Service ducts are often only boxed in with plasterboard or ply panels and with no additional noise insulation. There are two main options here:

  • cover the existing duct with mineral wool batt and apply a second boxing of two layers of plasterboard.
  • remove the existing duct covering, wrap the pipes with 50mm of mineral wool then rebuild the duct with two layers of high density plasterboard

Water hammer is essentially a high pressure shockwave that occurs in water pipes when a tap or valve suddenly stops the water flow, causing pipes to shudder and make a banging noise. Whilst the noise is annoying, over time the shockwave can damage pipework, causing them to fail. Ensuring pipework is well secured and supported, valves are in good condition, or fitting a water hammer arrestor valve may help to prevent this occurring.

Close lighting

Close lighting

Door entry systems

This consists of, at the street end:

  • a self-closing mechanism on the door
  • intercom panel
  • electric strike to release the door

In the flat:

  • Internal handset / video link
  • Release button

There will often be a service button to allow refuse collectors and postmen easier access during set hours.
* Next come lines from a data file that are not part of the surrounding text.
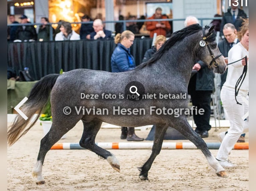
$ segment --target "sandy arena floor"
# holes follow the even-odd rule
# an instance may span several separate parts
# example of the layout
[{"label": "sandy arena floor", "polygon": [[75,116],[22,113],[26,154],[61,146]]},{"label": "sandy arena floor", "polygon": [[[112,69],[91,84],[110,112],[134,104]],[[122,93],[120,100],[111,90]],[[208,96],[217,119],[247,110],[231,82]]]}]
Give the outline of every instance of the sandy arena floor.
[{"label": "sandy arena floor", "polygon": [[[204,139],[207,142],[218,142],[217,134],[226,129],[216,132],[213,128],[209,137]],[[59,142],[78,142],[82,131],[82,123],[79,122],[68,132],[67,138]],[[150,131],[136,132],[139,136],[146,138]],[[96,141],[126,141],[120,139],[120,129],[102,128]],[[248,150],[232,151],[229,159],[238,166],[227,169],[229,177],[223,178],[217,176],[198,149],[163,149],[149,172],[149,181],[140,179],[137,168],[148,158],[151,153],[149,149],[110,150],[119,161],[120,173],[106,160],[100,159],[89,150],[51,150],[43,167],[45,184],[37,185],[31,172],[43,135],[42,128],[37,122],[26,134],[8,148],[8,190],[249,190]],[[247,133],[247,142],[248,136]],[[217,150],[211,151],[216,156]]]}]

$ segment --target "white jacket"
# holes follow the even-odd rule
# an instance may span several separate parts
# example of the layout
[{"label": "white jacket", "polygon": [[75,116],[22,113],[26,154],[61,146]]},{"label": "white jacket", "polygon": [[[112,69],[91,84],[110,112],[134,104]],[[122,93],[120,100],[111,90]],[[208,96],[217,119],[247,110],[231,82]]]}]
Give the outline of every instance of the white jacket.
[{"label": "white jacket", "polygon": [[[249,52],[239,42],[230,50],[228,53],[229,63],[231,63],[241,59],[245,56],[249,56]],[[235,88],[237,80],[242,75],[244,66],[240,61],[228,66],[227,79],[224,86]],[[248,62],[247,71],[244,81],[240,88],[241,90],[248,92],[249,91],[249,62]]]},{"label": "white jacket", "polygon": [[[64,35],[62,32],[59,32],[58,33],[56,34],[56,35],[55,36],[55,41],[60,41],[64,40]],[[72,35],[71,37],[70,37],[70,41],[75,41],[80,40],[80,35],[78,34],[77,33],[75,32],[74,31],[72,31]]]}]

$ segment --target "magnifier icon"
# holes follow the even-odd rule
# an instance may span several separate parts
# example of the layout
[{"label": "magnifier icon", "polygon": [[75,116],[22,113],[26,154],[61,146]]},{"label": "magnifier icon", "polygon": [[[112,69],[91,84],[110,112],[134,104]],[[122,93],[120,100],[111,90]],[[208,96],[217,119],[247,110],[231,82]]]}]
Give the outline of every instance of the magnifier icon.
[{"label": "magnifier icon", "polygon": [[[133,88],[135,89],[135,91],[134,92],[132,91],[132,88]],[[137,92],[138,92],[138,88],[137,88],[137,87],[136,87],[135,86],[132,86],[131,87],[130,87],[130,92],[131,92],[131,93],[132,94],[136,94],[138,95],[138,96],[139,96],[139,94]]]}]

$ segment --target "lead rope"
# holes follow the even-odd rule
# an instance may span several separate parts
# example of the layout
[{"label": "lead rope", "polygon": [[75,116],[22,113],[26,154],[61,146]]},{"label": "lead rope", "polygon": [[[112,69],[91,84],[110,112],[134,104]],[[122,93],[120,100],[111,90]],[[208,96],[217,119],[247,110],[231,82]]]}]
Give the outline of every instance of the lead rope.
[{"label": "lead rope", "polygon": [[[238,92],[239,92],[239,90],[240,89],[240,88],[241,87],[241,86],[242,86],[242,84],[243,84],[243,82],[244,82],[244,80],[245,78],[245,76],[246,76],[246,73],[247,73],[247,56],[246,56],[244,57],[241,58],[241,59],[240,60],[237,60],[235,62],[232,62],[231,63],[230,63],[227,65],[227,66],[228,66],[230,64],[234,64],[234,63],[237,62],[239,61],[242,60],[244,59],[245,59],[245,66],[244,66],[244,69],[243,70],[243,73],[242,73],[242,75],[241,75],[241,76],[240,76],[240,77],[239,77],[238,80],[237,80],[237,81],[236,82],[236,85],[235,86],[235,99],[236,100],[236,101],[237,104],[239,104],[239,105],[242,105],[242,104],[240,103],[239,103],[239,102],[238,102],[238,101],[237,101],[237,95],[238,94]],[[242,80],[242,79],[243,79],[243,80]],[[241,80],[242,80],[242,82],[241,82]],[[240,85],[239,86],[239,87],[238,87],[238,89],[237,87],[238,87],[238,86],[239,85],[239,84],[240,82],[241,82],[241,83],[240,84]]]}]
Electricity for the intercom and electric strike will come from the landlord’s supply.

Better security is provided if the close door opens outwards as this means the door cannot be ‘booted in’. Magnetic locks also get around the problem of mechanical failure or people damaging the locking mechanism.

Communal aerials and satellite dishes

Communal aerials and satellite prevent the need for a multitude of fixings to chimneys and disfiguring satellite dishes.  Installation is considered an improvement and will need all owners consent.

The communal aerial will be powered from the landlords supply but it is now possible to get solar power systems to power satellite dishes. 

Installation of a communal aerial system is an improvement and will need agreement from all owners. Once installed, maintenance is a common responsibility.

Why ventilate the close?

You may have a natural ventilation system in your close – warm, moist air rises and gets vented out allowing fresh air to enter.  If the warm moist air cannot get out, it will condense on the skylight, causing condensation dampness.

This is why it is important to be able to open your close windows.

Historic Scotland Inform Guide ‘Ventilation in Traditional Buildings’

Communal ventilation stacks

When some flats were modernised 20 or 30 years ago, communal ventilation stacks were provided to remove damp air from bathrooms and kitchens. Many of these have fallen into disuse as the mechanical fans needed to run them broke down.  But check that no flats have attached their own fans to the stacks.

Professional help recommended?

Although the work may appear straightforward, ensure your builder or tradespeople have the skills for the job. If in any doubt, get professional help to specify and organise the repair.

Who pays?

Check each service element above to see where responsibility for each service transfers from the providers to the owners.

For other services,  maintenance of the parts which serves the whole building is a common responsibility. If the part serves only some flats then it may be mutual responsibility. Any branch serving only one flat is individual.